9 min read

Longevity of systems and data

How do we build digital systems that last?
A bitmapped and saturated image of a rock off a coastline, reminiscent of early video game graphics
A rock off the coast of Kauai, stylized with the 8Bit Photo Lab mobile app / Jesse Kriss

Consider tomorrow is one of Monorail's values.

One of the ways I interpret this phrase is through the question of longevity: if someone is using my software to create or catalog data they value, how do I make sure their investment of time and care is respected over the long term?

It's not as simple as "keep the service running" or "build a company that lasts a long time." Those may be admirable goals, but if we're talking about a time scale of decades or more, they're not realistic, and certainly not guaranteed. So much of the substance of our lives and culture is digital, so if we're serious about keeping the important stuff, we should be thinking on the timescale of lifetimes.

What's the equivalent of having our great grandparents' photo albums?
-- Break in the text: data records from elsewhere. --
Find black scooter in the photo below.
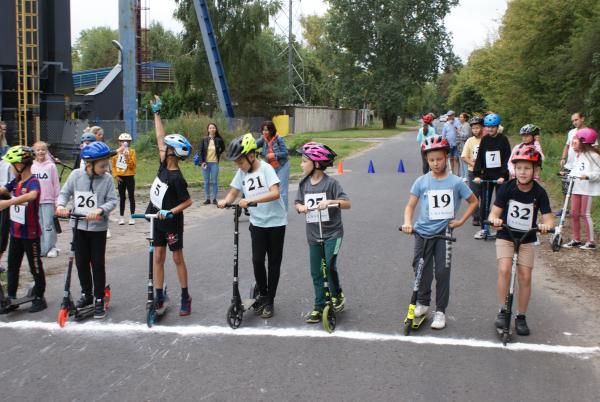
[57,213,110,328]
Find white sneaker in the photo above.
[46,248,59,258]
[415,303,429,317]
[431,311,446,329]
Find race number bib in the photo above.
[485,151,501,169]
[73,191,98,215]
[10,203,27,225]
[506,200,533,232]
[304,193,329,223]
[117,154,127,170]
[243,171,269,198]
[427,190,454,221]
[150,177,169,209]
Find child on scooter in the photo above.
[0,145,48,313]
[489,145,554,336]
[217,134,287,319]
[563,128,600,250]
[56,142,117,319]
[402,136,477,329]
[473,113,511,239]
[146,95,192,317]
[295,142,350,324]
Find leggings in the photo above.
[250,224,285,303]
[117,176,135,216]
[73,229,106,299]
[571,194,594,243]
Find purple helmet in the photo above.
[297,141,337,168]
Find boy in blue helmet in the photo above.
[56,142,117,319]
[473,113,512,239]
[146,95,192,316]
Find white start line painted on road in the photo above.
[0,321,600,356]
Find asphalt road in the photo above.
[0,130,600,401]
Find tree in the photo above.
[327,0,458,128]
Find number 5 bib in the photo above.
[427,190,454,221]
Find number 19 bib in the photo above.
[427,190,454,221]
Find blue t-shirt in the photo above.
[410,172,473,236]
[230,161,287,228]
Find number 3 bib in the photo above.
[244,171,269,198]
[427,190,454,221]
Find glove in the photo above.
[150,99,162,113]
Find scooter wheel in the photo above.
[323,304,337,333]
[227,303,244,329]
[57,307,69,328]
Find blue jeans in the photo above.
[202,162,219,200]
[275,161,290,212]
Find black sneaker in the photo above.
[94,299,106,319]
[494,309,506,328]
[515,314,529,336]
[29,297,48,313]
[75,293,94,308]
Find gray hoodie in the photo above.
[57,169,117,232]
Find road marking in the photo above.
[0,321,600,356]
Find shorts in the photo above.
[496,239,535,268]
[152,224,183,251]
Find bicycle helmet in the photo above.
[519,124,540,136]
[511,144,542,166]
[164,134,192,160]
[421,135,450,154]
[79,141,117,162]
[2,145,33,165]
[119,133,132,141]
[296,141,337,168]
[226,133,257,161]
[80,131,96,142]
[575,127,598,145]
[469,116,483,126]
[483,113,502,127]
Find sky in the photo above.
[71,0,507,62]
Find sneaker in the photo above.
[563,240,583,248]
[331,292,346,313]
[179,296,192,317]
[46,247,58,258]
[75,293,94,308]
[515,314,529,336]
[579,241,596,250]
[260,303,275,319]
[304,308,323,324]
[29,297,48,313]
[494,309,506,328]
[415,302,429,317]
[431,311,446,329]
[94,299,106,319]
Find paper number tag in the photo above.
[150,177,169,209]
[485,151,501,169]
[10,203,27,225]
[73,191,98,215]
[506,200,533,232]
[304,193,329,223]
[244,171,269,198]
[427,190,454,221]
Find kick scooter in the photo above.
[399,227,456,335]
[57,213,110,328]
[485,220,554,346]
[131,213,173,328]
[225,203,258,329]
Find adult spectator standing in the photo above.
[442,110,460,174]
[556,112,598,216]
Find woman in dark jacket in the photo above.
[198,123,225,204]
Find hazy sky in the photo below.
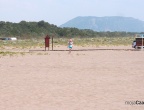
[0,0,144,26]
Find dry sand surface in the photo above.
[0,47,144,110]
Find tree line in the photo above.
[0,20,136,39]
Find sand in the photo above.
[0,46,144,110]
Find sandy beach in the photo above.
[0,46,144,110]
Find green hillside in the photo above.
[60,16,144,32]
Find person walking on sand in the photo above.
[68,39,73,53]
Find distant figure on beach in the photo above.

I can't imagine it means passing our Instagram login credentials down through the generations.


There are risks in adopting any new digital tool or service. Will it shut down, get too expensive, or stray too far from your own values? If so, what do you do with your photos, tweets, and friend connections? Businesses face a version of this, too: what's the cost of switching to an alternative or building an internal solution, and is it worth it? Nobody likes to feel trapped or extorted.

Many services do have a data export feature, but that doesn't mean it's especially useful. Maybe it's fine for backup, but you have to remember to actually export your data, and what do you do with it other than save it somewhere, just in case?

Open source software can be helpful, but it's not for everybody. It's good to have free software that you can run yourself, but it's almost always fiddly and complicated, and often takes a huge time investment. You still don't know if any given open source project is going to be well maintained over the long term, and you usually have to pick the open source solution right at the beginning in order to reap the potential longevity benefit later.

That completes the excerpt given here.